If you want to know how Blacks have been treated by
Whites in the music industry, you'd look for a revival of
August Wilson's play, "Ma Rainey"s Black Bottom," set in
1927 in a rundown recording studio in Chicago. The drama
involves a White owner of a recording company and her
White manager plus Ma Rainey, a legendary blues singer
who is due to cut new sides of old favorites. The play won
the prestigious New York Drama Critics Circle Award for its
portrayal of rage, racism, and the self-hate that racism and
exploitation breeds.
If you want to know how stupid a movie can be, take in
"Turn It Up," Robert Adetuyi's lame attempt to expose, in
part, the roadblocks faced by an excellent hip-hop artist when
the only way he sees to raise the money needed to cut an
album is to take part reluctantly in criminal activities with
his manager.
A film with zero crossover appeal and limited allure even for
the targeted audience of boyz in the 'hood, "Turn It Up" plays
through every cliche imaginable with its clunky dialogue
highlighting a basically good guy, Diamond (Pras) who lives
in Brooklyn's East New York projects and hopes for a debut
CD that will break him out. He is aided by his old friend
Gage (Ja-Rule), who is such a great buddy that anything
he might steal, any influence he might have, he is willing to
use for the benefit of his pal. Since Diamond is aware of his
friend's devotion, he is willing to be dragged into Gage's
world of drug dealing, robbing, even tolerating the man's
murders.
This good-friend bad-friend cliche--most recently used in
the arthouse movie "Orfeu" about a great musician who
remains devoted to his old drug-dealing buddy in the Brazilian
favelas of Rio--is just the beginning of the overdone motifs.
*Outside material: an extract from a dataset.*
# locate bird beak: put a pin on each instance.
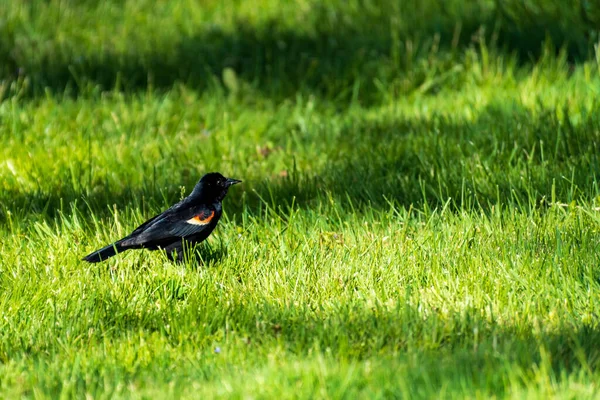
(232, 181)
Diamond's dad (Vondie Curtis Hall) wants to set his son
straight, but he's a flawed character as well having
abandoned the family some time back. There's more.
Diamond has a girl friend (Tamala Jones), who, like Dad, is
lobbying to put her man on the straight-and-narrow path but--
all together now--SHE'S PREGNANT! What's a poor guy gonna
do?
Filmed in New York and Toronto, "Turn It Up" does not
even enjoy an exotic Caribbean locale as did another turkey,
Chris Browne's "Third World Cop," and it sure as heck has
no-one who possesses the charisma that Sam Jackson gives
to the sizzling remake of "Shaft." If anything will draw the
targeted audience, the special ingredient would be the
prominence of Prakazrel Pras Michel, a Haitian-American
rapper from the group called The Fugees, and Ja Rule, from
the group Cash Money Click. Of course the soundtrack is
loaded with hip-hop performed by such artists as Tasha
Scott, D-Fuse and Rapper Noyd while the dialogue is equally
freighted with "shut the f*** up" and the like.